False sharing: two processors share the same cache block, but do not share the same memory location inside the block; if one processor writes to its memory location, the cache block is invalidated in the other processor, even if it is not writing to the same memory location.

Foster's Methodology

  • Used to design parallel algorithms;
  1. Partitioning: decomposition of the problem into smaller tasks - primitive tasks with the same size; several decomposition strategies like input decomposition (divide the input data), output decomposition (divide the output data), recursive decomposition (divide-and-conquer);
  2. Communication: define the communication between tasks; local communication values shared by a small number of tasks, global communication values shared by all tasks - important to minimize communication;
  3. Agglomeration: group tasks into larger tasks to reduce communication overhead; maximize locality; group tasks with high communication with each other;
  4. Mapping: assign a task to a processor; load balancing is important to avoid idle processors; maximize processor utilization.

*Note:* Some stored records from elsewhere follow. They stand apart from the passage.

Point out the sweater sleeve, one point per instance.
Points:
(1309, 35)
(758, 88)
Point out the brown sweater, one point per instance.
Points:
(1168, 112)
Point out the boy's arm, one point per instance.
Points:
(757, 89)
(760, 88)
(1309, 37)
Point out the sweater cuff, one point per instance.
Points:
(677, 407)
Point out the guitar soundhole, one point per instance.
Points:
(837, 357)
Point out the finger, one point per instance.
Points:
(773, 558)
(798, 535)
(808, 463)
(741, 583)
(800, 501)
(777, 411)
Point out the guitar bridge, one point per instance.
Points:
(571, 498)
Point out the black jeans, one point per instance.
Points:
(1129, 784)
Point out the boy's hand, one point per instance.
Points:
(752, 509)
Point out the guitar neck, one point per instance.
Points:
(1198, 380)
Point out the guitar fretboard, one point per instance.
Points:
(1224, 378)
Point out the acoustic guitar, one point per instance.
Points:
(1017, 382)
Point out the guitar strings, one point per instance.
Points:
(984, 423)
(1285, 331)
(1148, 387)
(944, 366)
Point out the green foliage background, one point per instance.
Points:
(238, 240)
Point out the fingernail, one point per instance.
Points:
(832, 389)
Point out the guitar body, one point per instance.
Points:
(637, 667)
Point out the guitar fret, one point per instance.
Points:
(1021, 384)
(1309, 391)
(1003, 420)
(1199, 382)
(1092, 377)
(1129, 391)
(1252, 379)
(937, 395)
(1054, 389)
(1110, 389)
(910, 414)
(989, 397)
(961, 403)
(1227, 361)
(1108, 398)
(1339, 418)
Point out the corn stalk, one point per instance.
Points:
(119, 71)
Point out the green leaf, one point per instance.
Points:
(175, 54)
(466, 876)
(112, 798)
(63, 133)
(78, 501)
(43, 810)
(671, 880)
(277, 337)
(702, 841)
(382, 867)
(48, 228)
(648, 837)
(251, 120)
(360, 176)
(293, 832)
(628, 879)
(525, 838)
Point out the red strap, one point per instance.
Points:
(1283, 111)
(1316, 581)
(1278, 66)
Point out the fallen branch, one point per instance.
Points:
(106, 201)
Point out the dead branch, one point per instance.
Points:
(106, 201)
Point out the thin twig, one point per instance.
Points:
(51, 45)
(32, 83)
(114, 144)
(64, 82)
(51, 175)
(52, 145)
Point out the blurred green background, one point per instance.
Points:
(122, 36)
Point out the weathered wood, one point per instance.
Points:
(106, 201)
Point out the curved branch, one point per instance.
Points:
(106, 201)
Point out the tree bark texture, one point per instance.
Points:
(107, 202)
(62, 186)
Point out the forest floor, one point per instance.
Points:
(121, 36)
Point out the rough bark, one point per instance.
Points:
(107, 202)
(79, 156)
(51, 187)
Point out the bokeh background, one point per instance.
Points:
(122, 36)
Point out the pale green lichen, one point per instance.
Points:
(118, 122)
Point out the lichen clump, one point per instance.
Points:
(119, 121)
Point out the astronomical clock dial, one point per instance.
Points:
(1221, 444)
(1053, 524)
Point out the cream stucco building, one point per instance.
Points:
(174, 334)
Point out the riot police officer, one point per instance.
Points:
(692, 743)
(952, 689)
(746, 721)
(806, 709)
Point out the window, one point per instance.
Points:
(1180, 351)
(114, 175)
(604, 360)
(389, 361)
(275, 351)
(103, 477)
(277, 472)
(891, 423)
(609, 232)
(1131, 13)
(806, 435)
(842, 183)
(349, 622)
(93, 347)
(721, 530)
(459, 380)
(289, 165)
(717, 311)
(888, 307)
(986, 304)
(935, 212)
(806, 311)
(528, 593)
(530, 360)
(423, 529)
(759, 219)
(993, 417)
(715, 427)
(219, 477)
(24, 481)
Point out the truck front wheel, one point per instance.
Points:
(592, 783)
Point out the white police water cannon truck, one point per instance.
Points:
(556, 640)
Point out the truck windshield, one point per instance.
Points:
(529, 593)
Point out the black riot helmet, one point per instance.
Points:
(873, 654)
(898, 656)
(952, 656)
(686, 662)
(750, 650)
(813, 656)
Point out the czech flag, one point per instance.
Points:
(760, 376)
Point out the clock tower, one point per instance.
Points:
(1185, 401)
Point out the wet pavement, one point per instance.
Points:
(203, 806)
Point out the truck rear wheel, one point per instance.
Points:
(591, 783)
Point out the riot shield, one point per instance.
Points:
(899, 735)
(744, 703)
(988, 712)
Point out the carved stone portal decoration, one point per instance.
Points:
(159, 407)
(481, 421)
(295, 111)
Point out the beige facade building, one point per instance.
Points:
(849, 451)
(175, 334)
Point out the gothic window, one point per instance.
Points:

  • MPI_Init(argc, argv): initialize MPI;
  • MPI_Finalize(): finalize MPI;
  • Communicator - an object that represents a set of tasks and the communication channels between them; MPI_COMM_WORLD is the default communicator;
    • MPI_Comm_size(communicator, size): get the number of tasks in a communicator;
    • Rank - unique identifier of a task in a communicator (integer) - MPI_Comm_rank(communicator, rank) to get the rank of a task;
  • Point-to-point communication:
    • MPI_Send(buffer, count, datatype, destination, tag, communicator): send a message to a task - blocking;
    • MPI_Recv(buffer, count, datatype, source, tag, communicator, status): receive a message from a task - blocking;
    • Source and destination are the ranks of the tasks; can be MPI_ANY_SOURCE in the receive function;
    • Tag is an integer to identify the message; useful to distinguish between different messages from the same source, or to receive messages from different sources, with the same tag; wildcard MPI_ANY_TAG can be used;
    • There are some predefined data types, like MPI_INT, MPI_FLOAT, MPI_DOUBLE, etc;
    • MPI_Status is a structure that contains information about the message received;
  • Asynchronous communication:
    • MPI_Isend(buffer, count, datatype, destination, tag, communicator, request): send a message to a task - non-blocking;
    • MPI_Irecv(buffer, count, datatype, source, tag, communicator, request): receive a message from a task - non-blocking;
    • MPI_Request is a handle to the request;
    • MPI_Wait(request, status): wait for the completion of a request; can use MPI_STATUS_IGNORE if the status is not needed;
    • MPI_Waitall(count, requests, statuses): wait for the completion of all requests;
    • MPI_Test(request, flag, status): test if a request has completed; flag is true if the request has completed;
    • MPI_Testall(count, requests, flag, statuses): test if all requests have completed;
    • MPI_Cancel(request): cancel a request;
    • MPI_Waitany, MPI_Testany, MPI_Waitsome, MPI_Testsome are also available;
    • MPI_Probe(source, tag, status): blocks until the message is received, but still needs the MPI_Recv to receive the message - similar to MPI_Wait, but does not receive the message;
    • MPI_Iprobe is the non-blocking version - similar to MPI_Test;
  • Collective operations:
    • MPI_Bcast(buffer, count, datatype, root, comm) - broadcast data to all processes; root indicates which process sends the data (from buffer);
    • MPI_Scatter(sendbuffer, sendcount, senddatatype, recvbuffer, recvcount, recvdatatype, root, comm) - scatter data from one process to all processes; root indicates which process sends the data (from sendbuffer);
      • MPI_Scatterv is the version that allows different sizes of data to be sent to each process;
    • MPI_Gather(sendbuffer, sendcount, senddatatype, recvbuffer, recvcount, recvdatatype, root, comm) - gather data from all processes to one process; root indicates which process receives the data (to recvbuffer);
      • MPI_Gatherv is the version that allows different sizes of data to be received from each process;
      • MPI_Allgather and MPI_Allgatherv are the versions that send data to all processes;
    • MPI_Alltoall(sendbuffer, sendcount, senddatatype, recvbuffer, recvcount, recvdatatype, comm) - send data from all processes to all processes;
      • MPI_Alltoallv is the version that allows different sizes of data to be sent and received by each process;
    • MPI_Reduce(indata, outdata, count, type, op, root, comm) - performs a reduction;
      • MPI_Oper can be MPI_SUM, MPI_PROD, MPI_MIN, MPI_MAX...
      • MPI_Allreduce(indata, outdata, count, type, op, comm);
  • MPI_Barrier is s synchronization barrier.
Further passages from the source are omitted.